Tea plants accumulate abundant fluoride (F) from environments without toxicity1–3. The F concentration in mature tea leaves was up to 2800 mg/kg4. In general, tea brewing leaches 24–83% of total F into infusions4. An adult drinking five cups of tea per day would intake 8.0–303% F content of the Polish SAI (Safe and Adequate Daily Intake)5. Long-term consumption of brick teas with excess F would increase the risk of dental and skeletal fluorosis6,7.

Fluoride uptake by tea plant is highly related to Al, Ca and anion channels.

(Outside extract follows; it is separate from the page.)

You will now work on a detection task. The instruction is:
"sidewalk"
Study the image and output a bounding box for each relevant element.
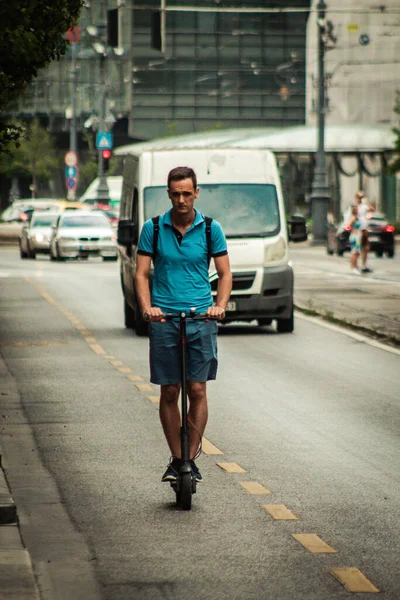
[291,241,400,346]
[0,355,40,600]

Adding Al to the soil or hydroponic solution increased F accumulation in tea plant but had no effect on Al accumulation8. Tea plant might absorb F through a F-Al complex9. Endogenous Ca2+ and CaM played an important role in F accumulation when there was Al3+ in the hydroponic solution10. The addition of Ca2+ decreased the passages in cell wall or membrane, resulting in reduction of F uptake11. F uptake by tea plants was related to anion channel, because anionic channel inhibitor NPPB or DIDS could reduce F absorption12.

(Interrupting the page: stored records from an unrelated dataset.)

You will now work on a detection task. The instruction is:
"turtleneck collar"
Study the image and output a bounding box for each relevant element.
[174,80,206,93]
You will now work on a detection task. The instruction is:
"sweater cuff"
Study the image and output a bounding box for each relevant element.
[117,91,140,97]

For non-model organisms with limited information of genome, ribonucleic acid sequencing (RNA-Seq) is an efficient approach to transcriptome profiling13–15. In this study, RNA-Seq was tested on tea leaf samples from hydroponic tea plants grown at three levels of F for two growing duration, with two biological replicates and control. Based on 10 cDNA libraries, a de novo assembled transcriptome was generated using all F treatments and control samples. After de novo assembly, total 69,488 unigenes were obtained with N50 of 869 bp. The unigene dataset can help explore the potential genes towards F metabolism in tea plant.

Methods

Experiment design

Two-year-old tea cuttings of Camellia sinensis cv. ‘JK2’ were cultured by hydroponic method in a climate chamber at 25±2 °C, 70±10% relative humidity and 12 h light/12 h dark16. The nutrient solution was renewed weekly with formula as below: 100.05 mg/L NH4NO3, 34.68 mg/L KH2PO4, 1.64 mg/L K2HPO4, 2.15 mg/L CaSO4·2H2O, 49.00 mg/L MgSO4·7H2O, 33.32 mg/L Al2(SO4)3·10H2O, 0.28 mg/L FeSO4·7H2O, 14.21 mg/L Na2SiO3·9H2O, 5.00 mg/L H3BO3, 3.00 mg/L MnSO4, 0.44 mg/L ZnSO4·7H2O, 0.16 mg/L CuSO4·5H2O, 0.16 mg/L Na2MoO4·2H2O, and the pH of the solution was adjusted to 4.8–5.2 by 0.1 mol/L HCl or 0.1 mol/L NaOH16. After eight weeks acclimation in the nutrient solution, the tea plants were treated with three levels of F (0, 5, 20 mg/L). Third leaf from apical bud with biological replicates were sampled for F content analysis and RNA extraction on the day before F treatment using 0 mg/L group as control, and 5 mg/L, 20 mg/L combined with 1st, 3rd day as treatment groups. The labels of F treatment were as below, sampling before F treatment from 0 mg/L F group was used as control (tabbed as Ftea-CK), 5 mg/L F for 1 day (tabbed as Ftea-S5-1), 5 mg/L F for 3 days (tabbed as Ftea-S5-3), 20 mg/L F for 1 day (tabbed as Ftea-S20-1), 20 mg/L F for 3 days (tabbed as Ftea-S20-3). The experiment design and the sampling standard were illustrated in Fig. 1.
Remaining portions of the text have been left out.